Bill O'Reilly: The public option now is done. We've discussed this. It's not going to happen. But you say that this little marketplace that they're going to set up, whereby the federal government would subsidize some insurance for Americans, that is, in your opinion, a public option?
Nina Owcharenko: Well, it has massive new federal regulation. So you don't necessarily need a public option if the federal government is going to control and regulate the type of health insurance that Americans can buy.
O'Reilly: I want that. I want that. I want, not personally for me, but for working Americans to have an option that, if they don't like their health insurance, if it's too expensive, they can't afford it, if the government can cobble together a cheaper insurance policy that gives the same benefits, I see that as a plus for the folks.
Owcharenko: Well, I don't think that the bills yet have proven that they're going to save the American people any money.
O'Reilly: OK. Now, if that's true, if it's all a bunch of B.S., and nobody saves any money, absolutely I will oppose it. But I think Americans should put the ideology aside.
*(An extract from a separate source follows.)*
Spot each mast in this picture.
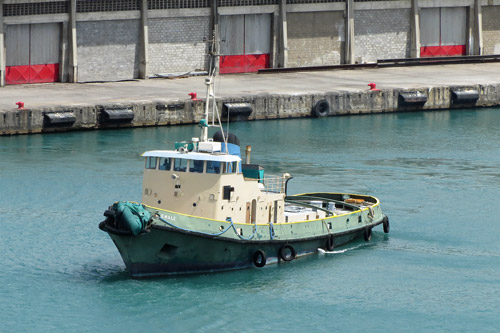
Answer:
[201,26,219,142]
If the government can come up with a marketplace where a bunch of insurance companies come together, to offer lower premiums, that's a good thing.
It's conceivable that O'Reilly was endorsing health care "exchanges," not a full-blown public option, as Alex Koppelman pointed out. "He may just be confused about it, though -- the exchange isn't really a way of subsidizing healthcare in the way he said," Koppelman wrote. "Either way, of course, O'Reilly did seem to be breaking with his colleagues, not to mention the right as a whole."